Scents of the Season

Smell memories are big to me. Of all our senses, smell is the one that gets the short stick, but the one that gives me the most emotional response. Yes, I would rather lose my sense of smell than my sight or hearing, but if I did the world would be a much flatter place.

Today I made the annual Cranberry sauce. I make mine with many aromatics, like ginger and orange zest and juice. As the cranberries come to a boil and pop, they release a fragrance that screams “the holidays are here.” I heard on the news that Cranberry sauce is the most disliked part of the thanksgiving meal. I feel like those people must be eating the wrong cranberry item. There are those people devoted to the canned jellied cranberry.
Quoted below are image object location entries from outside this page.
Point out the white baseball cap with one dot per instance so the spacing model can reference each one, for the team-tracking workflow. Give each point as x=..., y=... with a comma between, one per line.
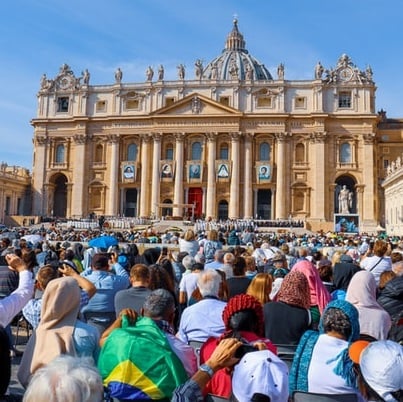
x=381, y=364
x=260, y=372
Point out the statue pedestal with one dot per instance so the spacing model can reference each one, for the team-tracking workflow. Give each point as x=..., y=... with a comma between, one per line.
x=346, y=223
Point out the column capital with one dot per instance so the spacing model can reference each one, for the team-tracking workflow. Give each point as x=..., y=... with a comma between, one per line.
x=236, y=135
x=211, y=137
x=318, y=137
x=112, y=138
x=179, y=136
x=369, y=138
x=281, y=137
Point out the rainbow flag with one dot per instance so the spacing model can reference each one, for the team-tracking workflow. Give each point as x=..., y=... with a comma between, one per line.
x=137, y=362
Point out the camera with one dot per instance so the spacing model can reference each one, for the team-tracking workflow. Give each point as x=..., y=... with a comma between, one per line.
x=243, y=349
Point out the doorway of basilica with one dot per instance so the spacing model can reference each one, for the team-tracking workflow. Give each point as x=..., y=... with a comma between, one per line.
x=264, y=204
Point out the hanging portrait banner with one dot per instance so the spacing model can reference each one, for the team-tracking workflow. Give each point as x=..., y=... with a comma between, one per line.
x=263, y=172
x=128, y=172
x=167, y=170
x=194, y=172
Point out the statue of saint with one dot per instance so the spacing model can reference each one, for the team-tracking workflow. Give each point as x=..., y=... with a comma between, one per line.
x=149, y=73
x=345, y=200
x=160, y=72
x=118, y=75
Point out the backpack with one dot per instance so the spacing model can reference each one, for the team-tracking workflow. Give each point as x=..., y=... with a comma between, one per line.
x=209, y=250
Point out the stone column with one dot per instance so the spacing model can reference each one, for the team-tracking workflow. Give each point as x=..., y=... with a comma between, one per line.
x=144, y=193
x=211, y=176
x=370, y=190
x=318, y=156
x=155, y=181
x=248, y=179
x=112, y=204
x=281, y=172
x=178, y=185
x=233, y=212
x=80, y=189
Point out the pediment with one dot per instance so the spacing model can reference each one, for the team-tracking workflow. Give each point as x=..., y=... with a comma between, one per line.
x=194, y=105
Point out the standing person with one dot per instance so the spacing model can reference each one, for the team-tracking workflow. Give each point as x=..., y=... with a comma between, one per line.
x=135, y=296
x=379, y=262
x=100, y=311
x=288, y=317
x=374, y=320
x=321, y=363
x=239, y=283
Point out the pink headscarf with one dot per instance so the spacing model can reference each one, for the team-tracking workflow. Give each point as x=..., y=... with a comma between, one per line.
x=319, y=295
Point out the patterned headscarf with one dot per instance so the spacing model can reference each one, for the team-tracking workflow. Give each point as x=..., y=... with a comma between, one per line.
x=303, y=354
x=294, y=290
x=243, y=302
To me that is a whole different animal.

I like the whole berry sauce, to which I add toasted pecans right before serving. Turkey needs the bright punch of the cranberry to bring the otherwise bland bird to life. Plus the smell!

I know lots of people think peppermint, or pine for the holidays, but to me the best aroma is my cranberry sauce.

24 Oz. Fresh raw cranberries (2 bags)

2 T. Grated fresh ginger

Zest of two oranges

Juice of three oranges

1/2 cup of water

1 cup of sugar

Place it all in a big sauce pan and bring to a boil and cook until the cranberries Pop. Cool.

Right before serving add cup of toasted broken pecans pieces.